Each zone has a target business activity determined by regional business conditions. For example, the southern Songkhla SEZ, located near the ocean and densely forested areas, targets agricultural and fisheries investments, as well as garments, textiles, leather products and furniture. A total of 13 labour-intensive and non-labour-intensive industries are targeted under SEZ development, including agriculture, textiles, furniture, gems and jewellery, pharmaceuticals, logistics, industrial estates and tourism.
Investor incentives are considerable – the Customs and Excise Department, through the BOI, will offer qualifying SEZ investors corporate tax reductions and exemptions, in addition to import duty exemption for the machines and raw materials needed for export production, exclusive rights to use foreign labour and stimulus measures including soft loans, land occupation rights and double tax deductions for transportation, electricity and water supply costs for up to 10 years.

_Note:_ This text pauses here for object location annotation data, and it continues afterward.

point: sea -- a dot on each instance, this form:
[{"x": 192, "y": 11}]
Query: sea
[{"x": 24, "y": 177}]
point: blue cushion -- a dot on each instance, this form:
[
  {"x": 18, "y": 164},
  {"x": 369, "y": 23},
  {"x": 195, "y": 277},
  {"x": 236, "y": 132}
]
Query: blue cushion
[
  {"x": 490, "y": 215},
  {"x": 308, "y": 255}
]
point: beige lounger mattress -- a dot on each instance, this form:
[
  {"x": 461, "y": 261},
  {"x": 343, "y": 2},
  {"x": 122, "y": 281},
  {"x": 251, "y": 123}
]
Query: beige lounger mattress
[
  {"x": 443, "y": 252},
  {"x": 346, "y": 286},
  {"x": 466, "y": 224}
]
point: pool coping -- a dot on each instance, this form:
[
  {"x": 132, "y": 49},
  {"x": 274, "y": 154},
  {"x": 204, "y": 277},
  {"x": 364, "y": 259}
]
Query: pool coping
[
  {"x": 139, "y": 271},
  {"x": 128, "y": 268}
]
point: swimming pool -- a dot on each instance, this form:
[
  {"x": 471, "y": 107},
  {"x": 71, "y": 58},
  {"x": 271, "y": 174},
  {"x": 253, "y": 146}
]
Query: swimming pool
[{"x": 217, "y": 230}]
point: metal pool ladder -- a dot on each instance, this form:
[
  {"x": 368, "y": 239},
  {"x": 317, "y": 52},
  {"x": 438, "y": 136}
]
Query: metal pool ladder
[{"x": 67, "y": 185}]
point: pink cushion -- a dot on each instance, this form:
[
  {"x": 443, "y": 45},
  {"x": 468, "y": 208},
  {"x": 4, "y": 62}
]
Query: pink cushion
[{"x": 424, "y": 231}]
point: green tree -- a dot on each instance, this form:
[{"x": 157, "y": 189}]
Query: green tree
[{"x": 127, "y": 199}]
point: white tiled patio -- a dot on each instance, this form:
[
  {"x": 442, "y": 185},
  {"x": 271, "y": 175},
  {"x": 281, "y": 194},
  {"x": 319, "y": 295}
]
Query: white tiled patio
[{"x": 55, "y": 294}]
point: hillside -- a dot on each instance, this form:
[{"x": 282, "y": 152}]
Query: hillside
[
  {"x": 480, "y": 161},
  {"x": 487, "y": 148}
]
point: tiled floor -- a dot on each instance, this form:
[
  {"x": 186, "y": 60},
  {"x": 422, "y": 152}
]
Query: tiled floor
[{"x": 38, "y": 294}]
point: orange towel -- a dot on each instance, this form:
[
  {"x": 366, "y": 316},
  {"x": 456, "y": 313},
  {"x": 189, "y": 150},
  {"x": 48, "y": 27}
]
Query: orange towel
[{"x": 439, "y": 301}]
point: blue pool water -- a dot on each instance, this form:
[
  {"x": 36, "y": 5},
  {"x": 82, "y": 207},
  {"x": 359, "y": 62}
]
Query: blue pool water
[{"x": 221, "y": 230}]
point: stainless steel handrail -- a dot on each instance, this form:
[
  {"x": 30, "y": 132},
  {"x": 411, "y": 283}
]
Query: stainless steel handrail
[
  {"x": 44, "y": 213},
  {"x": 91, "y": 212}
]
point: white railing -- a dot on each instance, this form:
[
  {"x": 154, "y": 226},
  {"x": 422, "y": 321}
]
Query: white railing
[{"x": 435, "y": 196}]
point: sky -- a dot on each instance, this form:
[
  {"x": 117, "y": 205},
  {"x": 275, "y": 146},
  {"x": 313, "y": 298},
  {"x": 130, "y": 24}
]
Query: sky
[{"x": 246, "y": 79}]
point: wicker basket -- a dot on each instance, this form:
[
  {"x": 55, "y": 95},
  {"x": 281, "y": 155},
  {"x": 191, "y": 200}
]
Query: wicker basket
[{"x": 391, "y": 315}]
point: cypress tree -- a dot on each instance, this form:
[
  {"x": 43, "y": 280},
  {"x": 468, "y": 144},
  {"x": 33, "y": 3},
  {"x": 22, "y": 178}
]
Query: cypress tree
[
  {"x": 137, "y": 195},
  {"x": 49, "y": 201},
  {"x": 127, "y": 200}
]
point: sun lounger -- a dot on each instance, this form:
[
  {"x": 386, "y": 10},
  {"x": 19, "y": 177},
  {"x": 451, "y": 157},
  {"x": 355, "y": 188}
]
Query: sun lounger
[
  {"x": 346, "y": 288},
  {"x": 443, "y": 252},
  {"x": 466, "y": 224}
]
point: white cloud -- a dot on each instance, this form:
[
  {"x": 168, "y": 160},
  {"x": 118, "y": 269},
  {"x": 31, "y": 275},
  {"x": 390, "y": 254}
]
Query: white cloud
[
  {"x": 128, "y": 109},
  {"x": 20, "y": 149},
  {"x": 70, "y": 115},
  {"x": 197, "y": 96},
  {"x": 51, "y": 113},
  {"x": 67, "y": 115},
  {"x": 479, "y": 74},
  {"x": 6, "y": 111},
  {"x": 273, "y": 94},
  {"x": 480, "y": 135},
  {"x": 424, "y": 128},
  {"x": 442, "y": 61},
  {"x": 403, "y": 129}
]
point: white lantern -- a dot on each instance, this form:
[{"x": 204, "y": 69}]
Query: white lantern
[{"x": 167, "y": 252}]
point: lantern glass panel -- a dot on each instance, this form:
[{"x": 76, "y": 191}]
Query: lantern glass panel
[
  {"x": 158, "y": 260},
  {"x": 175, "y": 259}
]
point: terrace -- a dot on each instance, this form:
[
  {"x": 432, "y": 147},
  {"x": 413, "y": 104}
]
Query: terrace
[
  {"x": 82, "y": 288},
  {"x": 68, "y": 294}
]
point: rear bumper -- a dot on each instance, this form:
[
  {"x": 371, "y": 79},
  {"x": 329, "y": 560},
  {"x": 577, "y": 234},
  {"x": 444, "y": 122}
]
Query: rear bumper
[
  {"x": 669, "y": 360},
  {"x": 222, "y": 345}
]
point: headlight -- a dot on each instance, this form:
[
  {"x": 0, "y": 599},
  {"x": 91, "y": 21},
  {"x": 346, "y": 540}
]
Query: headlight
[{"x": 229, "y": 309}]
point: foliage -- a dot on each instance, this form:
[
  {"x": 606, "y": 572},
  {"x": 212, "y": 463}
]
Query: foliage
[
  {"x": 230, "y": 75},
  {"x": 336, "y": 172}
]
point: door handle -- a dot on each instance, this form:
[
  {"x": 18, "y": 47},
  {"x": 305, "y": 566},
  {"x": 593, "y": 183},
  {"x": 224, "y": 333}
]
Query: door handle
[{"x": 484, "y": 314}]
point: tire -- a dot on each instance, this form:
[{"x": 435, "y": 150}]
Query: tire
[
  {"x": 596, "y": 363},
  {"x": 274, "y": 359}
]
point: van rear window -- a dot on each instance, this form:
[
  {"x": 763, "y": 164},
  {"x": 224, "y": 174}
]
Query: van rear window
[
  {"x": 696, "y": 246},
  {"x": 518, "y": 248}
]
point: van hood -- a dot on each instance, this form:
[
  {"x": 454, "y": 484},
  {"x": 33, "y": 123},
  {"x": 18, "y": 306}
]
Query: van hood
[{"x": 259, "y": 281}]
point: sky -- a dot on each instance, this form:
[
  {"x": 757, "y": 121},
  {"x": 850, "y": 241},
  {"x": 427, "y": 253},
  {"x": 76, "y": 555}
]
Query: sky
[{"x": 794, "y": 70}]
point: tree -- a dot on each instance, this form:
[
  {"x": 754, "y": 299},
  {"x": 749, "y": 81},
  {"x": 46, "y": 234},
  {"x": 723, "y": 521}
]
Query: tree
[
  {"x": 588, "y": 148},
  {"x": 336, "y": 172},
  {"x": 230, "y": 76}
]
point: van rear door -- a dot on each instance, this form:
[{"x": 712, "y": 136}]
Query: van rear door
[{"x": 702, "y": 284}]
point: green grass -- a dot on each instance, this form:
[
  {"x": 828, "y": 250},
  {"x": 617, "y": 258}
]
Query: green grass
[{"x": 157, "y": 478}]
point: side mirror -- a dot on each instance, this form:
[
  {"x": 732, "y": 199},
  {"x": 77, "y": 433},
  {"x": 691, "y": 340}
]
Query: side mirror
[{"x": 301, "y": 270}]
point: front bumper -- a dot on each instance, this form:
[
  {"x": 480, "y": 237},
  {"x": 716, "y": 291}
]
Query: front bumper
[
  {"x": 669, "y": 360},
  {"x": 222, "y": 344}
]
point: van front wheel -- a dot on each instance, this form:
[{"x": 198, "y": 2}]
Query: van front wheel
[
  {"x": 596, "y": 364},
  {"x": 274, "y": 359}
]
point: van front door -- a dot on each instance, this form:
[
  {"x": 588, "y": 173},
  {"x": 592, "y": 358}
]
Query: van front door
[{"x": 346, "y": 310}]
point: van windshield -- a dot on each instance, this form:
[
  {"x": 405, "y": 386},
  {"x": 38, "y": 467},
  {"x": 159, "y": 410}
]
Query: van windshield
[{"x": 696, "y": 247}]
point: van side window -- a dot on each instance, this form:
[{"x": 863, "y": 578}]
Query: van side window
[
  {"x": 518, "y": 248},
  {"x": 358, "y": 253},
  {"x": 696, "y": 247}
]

Furthermore, target activities will be entitled to fiscal incentives under the BOI and measures under the Ministry of Finance.
SEZs also offer one-stop service centres with Customs checkpoints, as well as enhanced services for licensing and permission applications. The zones are expected to offer significant economic benefits to the country, with the MoC reporting that they could boost cross-border trade by as much as 50%, to reach BT1.5trn ($45.15bn) annually.
With cross-border trade set to surge in the wake of ASEAN integration, Thailand is also looking further abroad to boost trade and is currently negotiating the TPP and the RCEP, which will have significant long-term ramifications. As the world’s largest FTA, the TPP will cover roughly 40% of global trade, and counts Australia, Brunei, Canada, Chile, Japan, Malaysia, Mexico, New Zealand, Peru, Singapore, the US, and Vietnam as signatories. The government is also planning to join RCEP, with signatories including the 10 member states of ASEAN, and six countries with which ASEAN has individual FTAs, including China, India, Japan and South Korea.
Back & Forth
Both FTAs offer potential benefits and drawbacks to Thailand. Membership in the TPP could result in Thailand recording the second-largest income gains of any signatory, for example, although provisions regarding the pharmaceutical industry and intellectual property rights would likely be deeply unpopular. RCEP, for its part, could offer more favourable tariffs for Thailand’s well-established industrial base, in addition to supporting trade growth with rising global powers, China and India.
Many stakeholders expect the country will eventually sign on to both (see analysis), although other important negotiations have taken a hit in light of recent political events – negotiations for an FTA with the EU, for example, were suspended in November 2014, with EU Trade Commissioner Cecilia Malmstrom telling press an agreement will “never be ratified” as long as a military government is in power in Thailand.
Despite uncertainty regarding the country’s political future, as well as rising concern about falling regional competitiveness, cautious optimism prevails in Thailand. The government’s investment promotion agenda, while perhaps more complicated than in previous years, also addresses the dual challenge of labour shortages and the middle-income trap through promotion of both labour-intensive and high-tech industries, while potential membership in two major trade blocs could see regional and international exports soar in the coming years.
Though the near-term forecast is dampened by global volatility, weakening demand and the impact of China’s slowdown, trade in Thailand will remain on an upwards trajectory in 2016, and investment, though unlikely to meet government targets, is nonetheless expected to bounce back from a challenging 2015.